Hacker News new | ask | show | jobs
by ameister14 1837 days ago
> Governments exist because they are a tool for concentrating power and out-compete other social groupings in terms of economic strength and capacity for violence.

Governments exist because single people aren't powerful enough to protect themselves and because people are social, so they group together.

This is more Hegel, but they totally do exist from the consent of the governed because the people do have the power to dissolve them. If the will of the people does not align with the government, over time the government will dissolve. The question is how bad it has to get before that happens.
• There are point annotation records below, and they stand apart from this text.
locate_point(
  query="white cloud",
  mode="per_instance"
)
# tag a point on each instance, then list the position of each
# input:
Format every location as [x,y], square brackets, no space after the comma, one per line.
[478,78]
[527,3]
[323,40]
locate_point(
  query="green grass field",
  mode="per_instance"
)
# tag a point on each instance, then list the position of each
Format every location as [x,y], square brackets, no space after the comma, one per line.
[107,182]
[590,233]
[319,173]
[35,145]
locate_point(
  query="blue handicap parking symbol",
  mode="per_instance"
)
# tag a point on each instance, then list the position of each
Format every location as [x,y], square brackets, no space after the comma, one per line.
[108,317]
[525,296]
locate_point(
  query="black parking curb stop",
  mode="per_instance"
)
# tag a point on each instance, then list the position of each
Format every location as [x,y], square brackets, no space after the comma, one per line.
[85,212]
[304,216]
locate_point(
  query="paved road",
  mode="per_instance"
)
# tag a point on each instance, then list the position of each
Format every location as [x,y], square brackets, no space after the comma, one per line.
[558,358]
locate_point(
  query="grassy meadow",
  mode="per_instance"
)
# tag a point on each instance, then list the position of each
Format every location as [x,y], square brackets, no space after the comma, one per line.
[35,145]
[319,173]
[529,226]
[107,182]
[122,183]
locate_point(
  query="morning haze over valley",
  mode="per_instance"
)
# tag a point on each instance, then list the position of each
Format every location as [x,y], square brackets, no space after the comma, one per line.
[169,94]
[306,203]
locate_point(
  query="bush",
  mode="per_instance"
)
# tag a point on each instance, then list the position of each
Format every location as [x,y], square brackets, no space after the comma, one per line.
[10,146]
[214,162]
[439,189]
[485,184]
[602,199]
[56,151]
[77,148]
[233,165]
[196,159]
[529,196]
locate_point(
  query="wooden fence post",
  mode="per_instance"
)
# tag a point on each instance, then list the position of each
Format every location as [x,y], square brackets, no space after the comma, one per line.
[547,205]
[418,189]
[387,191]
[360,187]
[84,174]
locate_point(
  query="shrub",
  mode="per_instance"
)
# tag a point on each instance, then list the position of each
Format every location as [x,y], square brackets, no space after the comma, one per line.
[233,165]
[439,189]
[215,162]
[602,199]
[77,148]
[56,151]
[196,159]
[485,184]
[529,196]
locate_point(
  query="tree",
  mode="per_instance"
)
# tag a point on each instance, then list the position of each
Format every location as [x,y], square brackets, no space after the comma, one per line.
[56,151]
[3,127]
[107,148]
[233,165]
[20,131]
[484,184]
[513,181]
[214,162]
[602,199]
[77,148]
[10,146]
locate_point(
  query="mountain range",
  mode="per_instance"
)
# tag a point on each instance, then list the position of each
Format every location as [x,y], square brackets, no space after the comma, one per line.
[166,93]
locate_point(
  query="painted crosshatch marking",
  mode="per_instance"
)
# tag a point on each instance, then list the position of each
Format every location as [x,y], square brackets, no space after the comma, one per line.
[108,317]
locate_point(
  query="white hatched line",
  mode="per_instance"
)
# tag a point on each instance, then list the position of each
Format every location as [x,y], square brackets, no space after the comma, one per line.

>Governments don't exist from the consent of the governed, but rather from the lack of force sufficiently strong to dissolve them. Just because I don't have this force doesn't mean I have consented to being governed.

So essentially if a force existed that could dissolve governments, then no governments would exist? Again, I think that force does exist, embodied in the governed as a whole. By the way, you completely do consent to be governed. You can choose to drop out - the problem being that if you do that you leave yourself at the mercy of powerful actors. It's not an optimal state.

1 comments

You're at the mercy of powerful actors regardless of whether you consent to it. A law will affect me the same way regardless of whether I believe in it. A rock blocking my path blocks it whether I consent to it being there. Maybe I can go around, or maybe I need to move it, but my consent isn't really important. By the way, most governments do not forbid dropping out.

Hegel is doing the continental thing of waving hands and converting a collection of individuals into a People who Consent. But if you have 80% of the people not consenting, but 80% of the power supporting the government, consent doesn't matter.

I think you're also leaving out the possibility of a Nash equilibrium, where nobody likes the government, but there is not a way to coordinate a transition to something better without a high likelihood of something worse.

But in the end I don't think we disagree too much, just some quibbling around the edges. Maybe I'm wrong though.